Bankers did as most insurers do, they denied the claim as not being covered, therefore the Mason’s were forced to file suit to recover their damages. Bankers argued and the trial court agreed that the underground (in the slab) plumbing system of the home was not a property that is covered under the policy. Bankers claims that the plumbing system is not attached to the dwelling! The main crux of this argument is that a structure needs to be habitable in order for it to be covered. Bankers wanted the court to rule that any attached structure (to the main structure) be habitable. Of course a plumbing system is not habitable, neither is an HVAC system or a roofing structure.
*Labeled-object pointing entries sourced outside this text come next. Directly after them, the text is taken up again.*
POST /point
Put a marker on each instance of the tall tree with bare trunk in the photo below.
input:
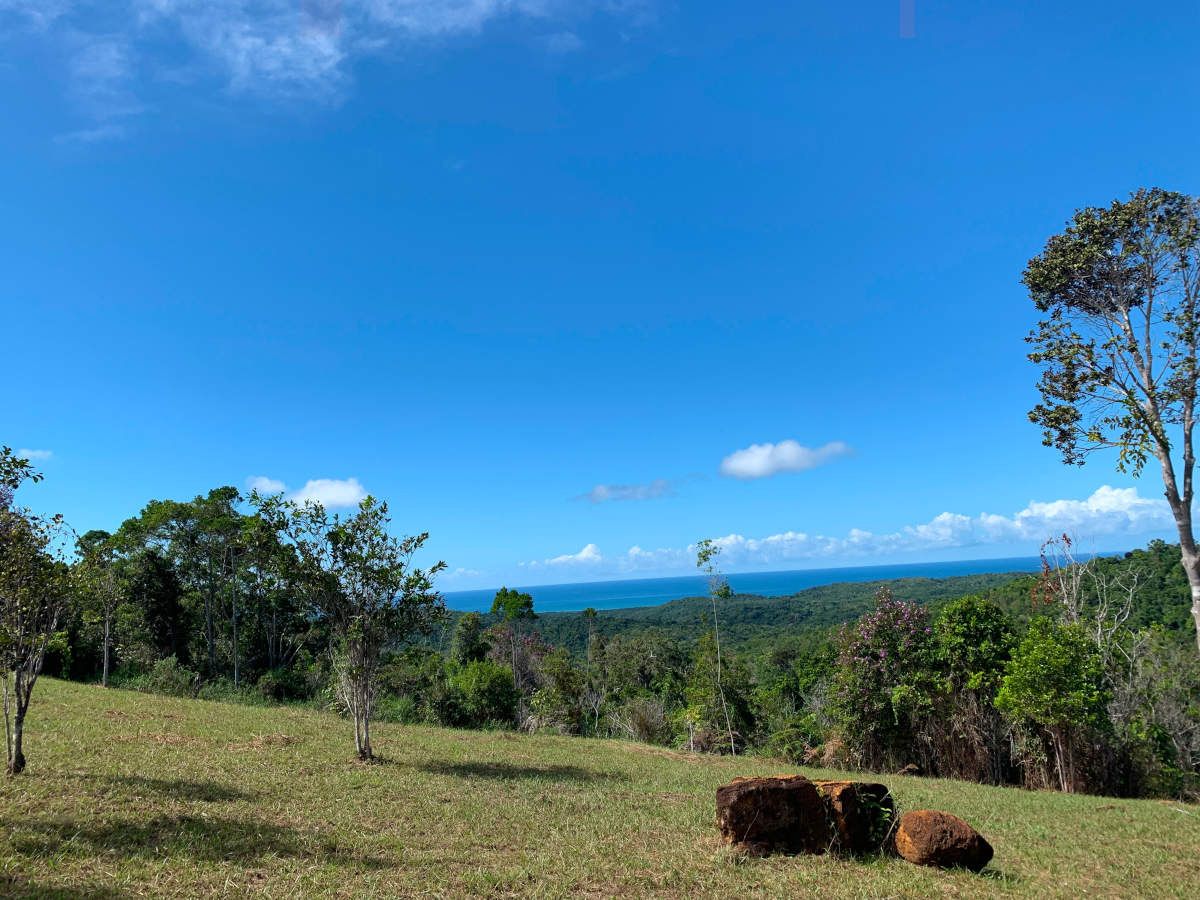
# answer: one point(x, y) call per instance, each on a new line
point(34, 594)
point(1120, 289)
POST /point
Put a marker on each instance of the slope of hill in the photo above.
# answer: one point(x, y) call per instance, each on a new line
point(748, 618)
point(135, 795)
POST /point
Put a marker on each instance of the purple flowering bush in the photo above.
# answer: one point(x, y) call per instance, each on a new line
point(885, 683)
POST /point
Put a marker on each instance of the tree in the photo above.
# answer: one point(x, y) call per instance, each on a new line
point(718, 589)
point(1119, 348)
point(514, 607)
point(885, 682)
point(1055, 682)
point(34, 594)
point(100, 587)
point(468, 643)
point(361, 581)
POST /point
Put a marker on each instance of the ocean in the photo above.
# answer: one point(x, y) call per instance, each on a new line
point(652, 592)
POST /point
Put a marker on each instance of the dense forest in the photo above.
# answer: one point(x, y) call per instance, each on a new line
point(1080, 678)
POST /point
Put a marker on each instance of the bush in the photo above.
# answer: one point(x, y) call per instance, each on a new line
point(481, 694)
point(282, 684)
point(883, 683)
point(168, 677)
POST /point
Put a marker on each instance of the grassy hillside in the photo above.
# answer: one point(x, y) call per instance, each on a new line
point(749, 618)
point(135, 795)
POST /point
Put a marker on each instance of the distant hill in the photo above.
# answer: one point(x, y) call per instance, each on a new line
point(749, 619)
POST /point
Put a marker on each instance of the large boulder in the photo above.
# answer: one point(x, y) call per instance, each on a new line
point(780, 813)
point(930, 838)
point(861, 814)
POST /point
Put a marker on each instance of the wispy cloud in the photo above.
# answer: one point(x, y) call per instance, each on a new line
point(655, 489)
point(329, 492)
point(1109, 511)
point(766, 460)
point(293, 49)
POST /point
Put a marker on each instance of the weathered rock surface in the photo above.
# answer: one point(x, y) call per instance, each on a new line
point(859, 813)
point(774, 814)
point(930, 838)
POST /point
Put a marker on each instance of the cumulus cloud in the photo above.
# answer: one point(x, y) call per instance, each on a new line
point(329, 492)
point(588, 556)
point(270, 48)
point(766, 460)
point(655, 489)
point(1109, 511)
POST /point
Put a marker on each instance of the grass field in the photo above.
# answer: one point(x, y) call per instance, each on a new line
point(132, 795)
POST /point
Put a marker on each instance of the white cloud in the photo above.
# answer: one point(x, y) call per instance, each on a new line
point(588, 556)
point(655, 489)
point(301, 51)
point(329, 492)
point(564, 42)
point(767, 460)
point(1109, 511)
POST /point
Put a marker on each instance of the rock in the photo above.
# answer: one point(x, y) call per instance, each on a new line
point(930, 838)
point(765, 815)
point(861, 814)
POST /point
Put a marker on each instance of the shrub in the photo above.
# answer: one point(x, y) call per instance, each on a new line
point(168, 677)
point(483, 694)
point(885, 679)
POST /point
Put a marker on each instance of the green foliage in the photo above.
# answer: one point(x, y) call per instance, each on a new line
point(885, 682)
point(168, 677)
point(1055, 679)
point(483, 694)
point(975, 642)
point(468, 643)
point(513, 606)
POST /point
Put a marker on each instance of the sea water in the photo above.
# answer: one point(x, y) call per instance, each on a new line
point(652, 592)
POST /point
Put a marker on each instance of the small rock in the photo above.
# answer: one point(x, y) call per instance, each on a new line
point(930, 838)
point(861, 814)
point(780, 813)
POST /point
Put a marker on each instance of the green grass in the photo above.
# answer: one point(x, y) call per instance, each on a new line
point(132, 795)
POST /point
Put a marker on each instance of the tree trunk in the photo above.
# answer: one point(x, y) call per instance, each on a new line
point(16, 754)
point(237, 667)
point(1192, 569)
point(108, 643)
point(209, 634)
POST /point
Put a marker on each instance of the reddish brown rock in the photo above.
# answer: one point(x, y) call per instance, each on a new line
point(930, 838)
point(861, 814)
point(765, 815)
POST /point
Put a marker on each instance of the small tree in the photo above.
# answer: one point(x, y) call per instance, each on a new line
point(885, 681)
point(514, 607)
point(100, 588)
point(1120, 346)
point(34, 594)
point(1055, 682)
point(468, 643)
point(363, 582)
point(718, 589)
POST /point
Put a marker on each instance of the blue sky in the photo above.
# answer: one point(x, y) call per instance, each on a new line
point(550, 277)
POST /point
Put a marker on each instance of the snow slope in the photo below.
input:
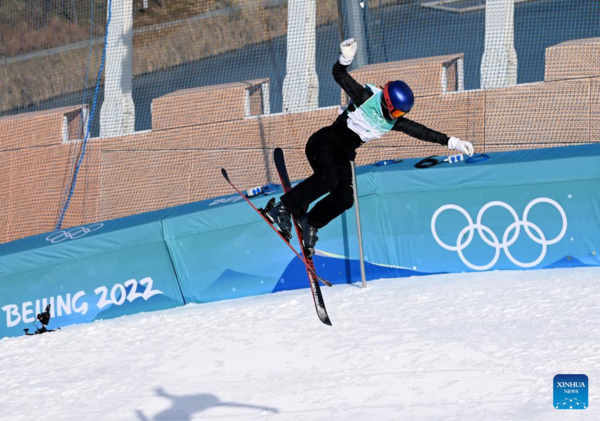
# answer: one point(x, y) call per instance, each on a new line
point(477, 346)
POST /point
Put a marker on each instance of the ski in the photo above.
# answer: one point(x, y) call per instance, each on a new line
point(226, 176)
point(310, 266)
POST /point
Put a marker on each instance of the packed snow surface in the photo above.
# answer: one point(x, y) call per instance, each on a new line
point(476, 346)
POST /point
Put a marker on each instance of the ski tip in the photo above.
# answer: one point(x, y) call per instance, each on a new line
point(224, 174)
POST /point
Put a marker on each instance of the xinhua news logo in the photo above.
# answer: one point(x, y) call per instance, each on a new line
point(570, 391)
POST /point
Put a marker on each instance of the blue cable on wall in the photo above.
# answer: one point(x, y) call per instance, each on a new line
point(90, 119)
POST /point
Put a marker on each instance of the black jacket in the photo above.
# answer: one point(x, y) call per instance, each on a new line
point(348, 141)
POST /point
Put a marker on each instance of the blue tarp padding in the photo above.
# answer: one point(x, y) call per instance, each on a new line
point(517, 210)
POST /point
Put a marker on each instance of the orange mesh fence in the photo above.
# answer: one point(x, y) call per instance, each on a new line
point(112, 108)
This is just one of many clever ways insurance company lawyers attempt to avoid coverage.
Although, the Appeal Court ruled in favor of the homeowner here, it did leave the door open for Bankers to win at trial if it can prove certain exclusions that it is asserting. The reason why the trial court erred is because there are facts in dispute. All lawyers know that if there are facts in dispute, Summary Judgment is not proper. The Mason’s are not out of the woods yet and from the looks of it have a long fight ahead dealing with Bankers.
Cases and situations like this are not the exception, but rather the norm when claimants are battling their insurance companies. It is an unfortunate status quo that has been created. Most insureds do not even make it to court and simply let the insurance company win by either doing nothing or taking pennies on the dollar to resolve the claim. Know these facts as true when deciding to sue or make a claim against your insurance company: 1) insurers will do all that they can do exclude or preclude coverage, 2) insurers have the resources to fight it out to the bitter end, and 3) the only way to make insurance companies pay what they are supposed to, is to get represented and fight back!